Luckely, Nvidia has a Toolbox archive, including CUDA 7.5. Yet, the CUDA-toolkit has to installed on top C++ compiler, which in this case is Visual Studio 2013, which has to be installed BEFORE Cuda, so that the installer could augment visual studio with the correct v7.5.props definitions in its CustomBuild directories. Note that CUDA is sensitive on the version of Visual Studio, CUDA 7.5 cannot be build with Visual Studio 2015 or 2017. Visual Studio 2013 can be downloaded for free from http://my.visualstudio.com/.

With CUDA 7.5 still not all CUDA functionality could be used. Programs which use both CUDA and OpenGL context fail, because no OpenGL display is available on the external GPU. Yet, all matrix calculation work fine, it only goes wrong when you also like to see the visualisations. Best test on CUDA and OpenGL is recursiveGaussian (in CUDA Samples\v9.2\3_Imaging), which gracely falls back to benchmark when no OpenGL display is found.

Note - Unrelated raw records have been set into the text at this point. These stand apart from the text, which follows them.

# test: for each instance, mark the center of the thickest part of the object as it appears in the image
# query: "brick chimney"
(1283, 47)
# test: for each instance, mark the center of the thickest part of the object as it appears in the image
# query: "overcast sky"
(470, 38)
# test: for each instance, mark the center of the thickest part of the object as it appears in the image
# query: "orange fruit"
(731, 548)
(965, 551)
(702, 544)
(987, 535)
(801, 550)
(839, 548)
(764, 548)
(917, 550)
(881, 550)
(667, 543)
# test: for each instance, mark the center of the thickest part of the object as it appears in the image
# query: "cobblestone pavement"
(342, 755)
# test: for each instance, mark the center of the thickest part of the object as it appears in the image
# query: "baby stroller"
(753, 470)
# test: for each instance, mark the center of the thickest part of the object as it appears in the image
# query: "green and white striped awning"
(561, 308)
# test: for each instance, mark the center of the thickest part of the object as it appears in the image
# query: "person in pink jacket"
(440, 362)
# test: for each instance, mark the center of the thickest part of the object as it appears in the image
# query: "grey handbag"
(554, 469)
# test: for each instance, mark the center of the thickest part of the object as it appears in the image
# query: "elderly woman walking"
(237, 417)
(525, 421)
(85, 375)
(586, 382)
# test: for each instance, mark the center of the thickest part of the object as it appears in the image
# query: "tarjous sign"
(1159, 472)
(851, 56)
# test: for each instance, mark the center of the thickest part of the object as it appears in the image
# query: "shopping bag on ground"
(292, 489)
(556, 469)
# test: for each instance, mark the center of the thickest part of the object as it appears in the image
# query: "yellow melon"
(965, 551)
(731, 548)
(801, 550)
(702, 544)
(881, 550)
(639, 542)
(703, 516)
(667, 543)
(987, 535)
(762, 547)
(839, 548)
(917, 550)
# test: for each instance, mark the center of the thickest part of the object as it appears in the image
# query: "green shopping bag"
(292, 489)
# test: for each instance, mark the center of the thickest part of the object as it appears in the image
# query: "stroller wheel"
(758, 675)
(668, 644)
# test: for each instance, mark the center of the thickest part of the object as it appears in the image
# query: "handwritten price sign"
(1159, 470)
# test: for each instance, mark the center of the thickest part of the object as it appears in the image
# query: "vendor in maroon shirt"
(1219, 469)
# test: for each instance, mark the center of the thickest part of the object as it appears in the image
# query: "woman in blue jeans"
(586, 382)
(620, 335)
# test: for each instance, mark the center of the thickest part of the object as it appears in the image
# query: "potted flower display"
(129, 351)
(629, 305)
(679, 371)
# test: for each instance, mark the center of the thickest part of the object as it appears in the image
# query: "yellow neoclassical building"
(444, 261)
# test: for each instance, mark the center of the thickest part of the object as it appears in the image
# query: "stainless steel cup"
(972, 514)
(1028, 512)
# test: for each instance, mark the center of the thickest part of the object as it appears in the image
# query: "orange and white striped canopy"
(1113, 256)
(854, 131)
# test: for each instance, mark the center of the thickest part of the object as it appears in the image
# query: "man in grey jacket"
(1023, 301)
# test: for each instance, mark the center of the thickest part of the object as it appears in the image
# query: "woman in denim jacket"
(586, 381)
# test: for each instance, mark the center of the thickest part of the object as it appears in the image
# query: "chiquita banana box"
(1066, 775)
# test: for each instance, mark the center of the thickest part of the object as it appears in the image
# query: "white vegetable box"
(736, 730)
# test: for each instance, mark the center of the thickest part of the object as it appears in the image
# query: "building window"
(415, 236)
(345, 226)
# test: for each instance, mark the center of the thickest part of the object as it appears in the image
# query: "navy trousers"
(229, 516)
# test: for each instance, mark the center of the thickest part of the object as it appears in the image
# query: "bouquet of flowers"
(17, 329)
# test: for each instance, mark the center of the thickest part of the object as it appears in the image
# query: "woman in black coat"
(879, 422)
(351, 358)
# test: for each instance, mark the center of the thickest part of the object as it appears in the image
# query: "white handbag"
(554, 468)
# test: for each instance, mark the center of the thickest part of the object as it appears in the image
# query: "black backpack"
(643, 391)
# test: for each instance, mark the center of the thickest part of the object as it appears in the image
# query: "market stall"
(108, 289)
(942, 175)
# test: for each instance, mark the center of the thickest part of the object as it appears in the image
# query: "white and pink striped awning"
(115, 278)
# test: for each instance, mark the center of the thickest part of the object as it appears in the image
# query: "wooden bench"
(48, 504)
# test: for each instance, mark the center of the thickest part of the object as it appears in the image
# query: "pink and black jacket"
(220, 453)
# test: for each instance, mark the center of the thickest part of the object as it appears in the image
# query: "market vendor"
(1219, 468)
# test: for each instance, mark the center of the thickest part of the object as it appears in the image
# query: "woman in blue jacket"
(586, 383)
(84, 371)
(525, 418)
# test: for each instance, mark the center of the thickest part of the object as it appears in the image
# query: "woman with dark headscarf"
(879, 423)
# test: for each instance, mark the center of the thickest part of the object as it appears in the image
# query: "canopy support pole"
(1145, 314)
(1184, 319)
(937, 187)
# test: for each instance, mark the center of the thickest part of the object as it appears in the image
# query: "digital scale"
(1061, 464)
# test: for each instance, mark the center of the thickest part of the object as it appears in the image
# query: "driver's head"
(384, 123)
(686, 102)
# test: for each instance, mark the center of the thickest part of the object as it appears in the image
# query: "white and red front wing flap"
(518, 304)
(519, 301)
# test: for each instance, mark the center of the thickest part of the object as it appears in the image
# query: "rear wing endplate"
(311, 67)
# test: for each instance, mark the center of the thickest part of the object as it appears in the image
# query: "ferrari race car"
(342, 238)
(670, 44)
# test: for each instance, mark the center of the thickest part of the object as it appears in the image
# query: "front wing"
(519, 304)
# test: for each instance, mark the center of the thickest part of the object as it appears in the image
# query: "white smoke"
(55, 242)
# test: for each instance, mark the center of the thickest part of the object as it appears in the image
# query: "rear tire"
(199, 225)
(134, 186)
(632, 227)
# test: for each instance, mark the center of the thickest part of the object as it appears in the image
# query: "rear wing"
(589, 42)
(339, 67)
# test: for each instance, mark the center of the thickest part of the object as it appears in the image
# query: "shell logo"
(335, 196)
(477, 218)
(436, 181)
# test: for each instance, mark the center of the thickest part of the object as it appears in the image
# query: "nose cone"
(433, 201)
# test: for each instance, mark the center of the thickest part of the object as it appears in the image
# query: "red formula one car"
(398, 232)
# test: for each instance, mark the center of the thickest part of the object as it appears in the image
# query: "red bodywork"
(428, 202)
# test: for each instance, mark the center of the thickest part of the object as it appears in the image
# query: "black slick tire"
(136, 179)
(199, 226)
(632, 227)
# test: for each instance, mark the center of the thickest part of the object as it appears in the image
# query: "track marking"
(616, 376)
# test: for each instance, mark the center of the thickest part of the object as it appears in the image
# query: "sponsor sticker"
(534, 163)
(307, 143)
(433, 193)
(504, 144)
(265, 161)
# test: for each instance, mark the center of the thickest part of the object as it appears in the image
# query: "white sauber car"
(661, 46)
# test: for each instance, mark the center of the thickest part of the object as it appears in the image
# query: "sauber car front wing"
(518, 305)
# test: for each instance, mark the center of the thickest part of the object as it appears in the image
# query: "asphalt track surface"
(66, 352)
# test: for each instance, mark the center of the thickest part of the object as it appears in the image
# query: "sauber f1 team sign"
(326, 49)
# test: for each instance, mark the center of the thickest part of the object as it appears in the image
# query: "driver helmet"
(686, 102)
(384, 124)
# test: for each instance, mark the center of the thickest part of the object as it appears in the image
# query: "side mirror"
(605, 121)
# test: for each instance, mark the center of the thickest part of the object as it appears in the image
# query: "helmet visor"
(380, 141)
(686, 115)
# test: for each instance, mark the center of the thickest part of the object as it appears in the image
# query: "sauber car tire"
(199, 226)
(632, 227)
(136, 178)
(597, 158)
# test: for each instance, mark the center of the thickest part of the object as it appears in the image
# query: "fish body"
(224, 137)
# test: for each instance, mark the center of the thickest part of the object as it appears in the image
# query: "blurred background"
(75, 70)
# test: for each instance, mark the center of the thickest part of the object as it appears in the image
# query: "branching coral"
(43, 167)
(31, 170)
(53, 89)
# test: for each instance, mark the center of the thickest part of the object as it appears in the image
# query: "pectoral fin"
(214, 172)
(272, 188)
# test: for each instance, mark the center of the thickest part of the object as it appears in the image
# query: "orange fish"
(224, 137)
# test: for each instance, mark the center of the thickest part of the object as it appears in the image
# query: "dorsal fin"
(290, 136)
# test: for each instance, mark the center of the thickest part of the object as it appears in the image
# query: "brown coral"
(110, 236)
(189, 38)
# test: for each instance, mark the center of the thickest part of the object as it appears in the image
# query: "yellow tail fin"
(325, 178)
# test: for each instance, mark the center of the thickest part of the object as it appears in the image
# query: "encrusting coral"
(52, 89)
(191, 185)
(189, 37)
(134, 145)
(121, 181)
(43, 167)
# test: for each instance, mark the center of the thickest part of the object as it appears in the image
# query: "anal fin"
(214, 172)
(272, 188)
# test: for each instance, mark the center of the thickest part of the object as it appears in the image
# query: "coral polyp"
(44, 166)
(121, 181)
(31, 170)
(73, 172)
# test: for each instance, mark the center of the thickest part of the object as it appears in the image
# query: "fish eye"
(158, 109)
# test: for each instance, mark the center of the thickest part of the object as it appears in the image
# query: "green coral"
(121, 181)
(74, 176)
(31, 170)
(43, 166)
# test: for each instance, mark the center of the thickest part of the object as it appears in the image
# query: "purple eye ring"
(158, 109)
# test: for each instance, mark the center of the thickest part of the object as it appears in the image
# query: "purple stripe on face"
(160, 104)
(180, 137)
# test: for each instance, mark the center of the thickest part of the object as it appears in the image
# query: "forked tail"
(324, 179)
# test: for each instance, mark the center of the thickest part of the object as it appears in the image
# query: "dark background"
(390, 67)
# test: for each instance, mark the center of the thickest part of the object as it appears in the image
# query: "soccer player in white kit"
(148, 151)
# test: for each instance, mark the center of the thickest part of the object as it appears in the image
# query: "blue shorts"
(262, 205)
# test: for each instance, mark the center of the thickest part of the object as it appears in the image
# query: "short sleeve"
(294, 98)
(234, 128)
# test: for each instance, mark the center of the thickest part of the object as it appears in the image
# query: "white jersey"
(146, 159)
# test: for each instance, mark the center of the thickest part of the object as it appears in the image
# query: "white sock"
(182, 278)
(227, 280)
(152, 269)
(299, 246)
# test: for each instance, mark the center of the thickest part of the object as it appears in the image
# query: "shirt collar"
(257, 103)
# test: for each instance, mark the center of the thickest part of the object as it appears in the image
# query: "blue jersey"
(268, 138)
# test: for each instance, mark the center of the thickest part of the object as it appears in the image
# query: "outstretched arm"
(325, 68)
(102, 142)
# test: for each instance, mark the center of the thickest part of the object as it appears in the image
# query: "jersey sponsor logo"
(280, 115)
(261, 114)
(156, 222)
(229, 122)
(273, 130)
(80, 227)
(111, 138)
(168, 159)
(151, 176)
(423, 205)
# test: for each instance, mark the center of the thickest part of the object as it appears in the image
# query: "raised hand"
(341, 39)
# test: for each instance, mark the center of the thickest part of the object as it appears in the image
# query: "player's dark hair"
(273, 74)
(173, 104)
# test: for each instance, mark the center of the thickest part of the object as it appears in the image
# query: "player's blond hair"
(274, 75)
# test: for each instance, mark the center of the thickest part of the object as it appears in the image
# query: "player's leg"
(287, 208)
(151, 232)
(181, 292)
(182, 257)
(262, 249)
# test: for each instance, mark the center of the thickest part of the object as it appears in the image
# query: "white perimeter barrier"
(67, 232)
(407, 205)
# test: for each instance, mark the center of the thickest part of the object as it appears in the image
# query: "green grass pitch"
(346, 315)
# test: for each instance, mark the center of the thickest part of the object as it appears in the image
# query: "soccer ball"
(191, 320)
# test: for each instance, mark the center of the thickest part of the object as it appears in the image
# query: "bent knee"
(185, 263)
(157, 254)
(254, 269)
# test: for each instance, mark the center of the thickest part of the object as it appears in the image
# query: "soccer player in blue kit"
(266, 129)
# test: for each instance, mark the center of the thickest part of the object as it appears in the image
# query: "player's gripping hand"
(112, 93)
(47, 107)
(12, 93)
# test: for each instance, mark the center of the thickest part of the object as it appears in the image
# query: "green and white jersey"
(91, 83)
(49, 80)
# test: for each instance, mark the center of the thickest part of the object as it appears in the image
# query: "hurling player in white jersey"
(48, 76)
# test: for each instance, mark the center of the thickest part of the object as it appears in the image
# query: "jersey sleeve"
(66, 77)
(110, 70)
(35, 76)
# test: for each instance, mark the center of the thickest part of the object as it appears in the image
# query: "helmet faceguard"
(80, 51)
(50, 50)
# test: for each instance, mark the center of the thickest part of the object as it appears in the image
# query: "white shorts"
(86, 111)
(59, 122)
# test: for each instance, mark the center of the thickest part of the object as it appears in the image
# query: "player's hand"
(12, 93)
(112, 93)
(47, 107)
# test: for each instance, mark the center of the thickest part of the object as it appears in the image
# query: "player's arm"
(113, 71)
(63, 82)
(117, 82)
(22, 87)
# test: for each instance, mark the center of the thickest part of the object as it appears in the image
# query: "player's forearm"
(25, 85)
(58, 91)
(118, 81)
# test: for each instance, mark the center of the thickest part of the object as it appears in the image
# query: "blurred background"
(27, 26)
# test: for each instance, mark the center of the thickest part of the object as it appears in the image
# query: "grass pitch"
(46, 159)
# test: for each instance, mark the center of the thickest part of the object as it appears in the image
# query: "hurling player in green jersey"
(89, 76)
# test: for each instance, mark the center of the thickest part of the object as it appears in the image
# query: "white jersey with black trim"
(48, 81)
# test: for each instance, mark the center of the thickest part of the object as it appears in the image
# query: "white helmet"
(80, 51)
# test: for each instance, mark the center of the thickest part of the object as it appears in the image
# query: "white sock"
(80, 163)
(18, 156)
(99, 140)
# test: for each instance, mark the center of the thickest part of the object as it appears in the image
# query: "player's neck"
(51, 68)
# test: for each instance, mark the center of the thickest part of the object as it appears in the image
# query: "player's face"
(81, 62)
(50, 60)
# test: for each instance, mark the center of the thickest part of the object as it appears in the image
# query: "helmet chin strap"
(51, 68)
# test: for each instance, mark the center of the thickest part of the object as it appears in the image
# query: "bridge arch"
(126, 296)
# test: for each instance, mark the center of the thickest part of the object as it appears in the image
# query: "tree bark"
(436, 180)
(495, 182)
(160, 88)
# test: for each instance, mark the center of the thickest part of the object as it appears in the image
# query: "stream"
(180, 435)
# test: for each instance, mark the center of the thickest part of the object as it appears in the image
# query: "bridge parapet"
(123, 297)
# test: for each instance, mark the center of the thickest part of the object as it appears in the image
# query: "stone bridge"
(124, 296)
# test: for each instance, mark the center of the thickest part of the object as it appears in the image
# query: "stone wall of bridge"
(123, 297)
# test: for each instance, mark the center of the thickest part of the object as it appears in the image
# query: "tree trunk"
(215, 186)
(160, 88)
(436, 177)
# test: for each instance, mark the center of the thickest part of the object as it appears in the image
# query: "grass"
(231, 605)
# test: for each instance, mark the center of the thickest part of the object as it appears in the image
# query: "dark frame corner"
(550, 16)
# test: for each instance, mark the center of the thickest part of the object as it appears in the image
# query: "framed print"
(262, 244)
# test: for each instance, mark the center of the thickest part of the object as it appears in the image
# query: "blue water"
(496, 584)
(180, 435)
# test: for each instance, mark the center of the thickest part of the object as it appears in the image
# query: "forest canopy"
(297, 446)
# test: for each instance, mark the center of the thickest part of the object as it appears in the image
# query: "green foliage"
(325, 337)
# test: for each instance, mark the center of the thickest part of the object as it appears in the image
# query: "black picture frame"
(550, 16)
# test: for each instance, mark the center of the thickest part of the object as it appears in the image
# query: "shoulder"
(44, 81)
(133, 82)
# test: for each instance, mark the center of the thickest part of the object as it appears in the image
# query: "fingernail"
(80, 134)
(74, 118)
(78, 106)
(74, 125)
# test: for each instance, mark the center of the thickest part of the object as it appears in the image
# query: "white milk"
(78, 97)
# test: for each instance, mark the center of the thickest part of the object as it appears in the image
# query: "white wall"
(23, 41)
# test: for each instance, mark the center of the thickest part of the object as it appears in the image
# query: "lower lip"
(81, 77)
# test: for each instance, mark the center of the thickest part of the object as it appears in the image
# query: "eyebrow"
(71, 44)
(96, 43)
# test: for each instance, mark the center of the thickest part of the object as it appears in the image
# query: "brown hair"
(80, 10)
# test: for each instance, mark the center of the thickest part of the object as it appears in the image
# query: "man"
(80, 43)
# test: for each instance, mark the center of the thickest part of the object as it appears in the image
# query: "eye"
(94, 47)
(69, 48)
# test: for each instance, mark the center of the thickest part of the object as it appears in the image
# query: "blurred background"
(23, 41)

Also tested the Tesla C2050 with the Matlab Parallel Computing Toolbox. In principle, if you can run any CUDA code on the card then so can MATLAB. MATLAB directly interfaces with the CUDA driver, the cuda-toolkit is not needed to be installed. In practice the Tesla C2050 is detected by Matlab (gpuDeviceCount returns 1), but using more advanced functionality (such as the trainNetwork function of Matlab's Deep Learning Toolbox fails on the CUDA version (at least CUDA 9.1 for R2018b). So for all functionality of the Parallel Computing Toolbox a NVidia card with at least a compute capability of 3.0 is needed (such as the Titan Xp donated by NVIDIA, which has the Pascal architecture with a compute capability of 6.1, which supports CUDA version 9.2).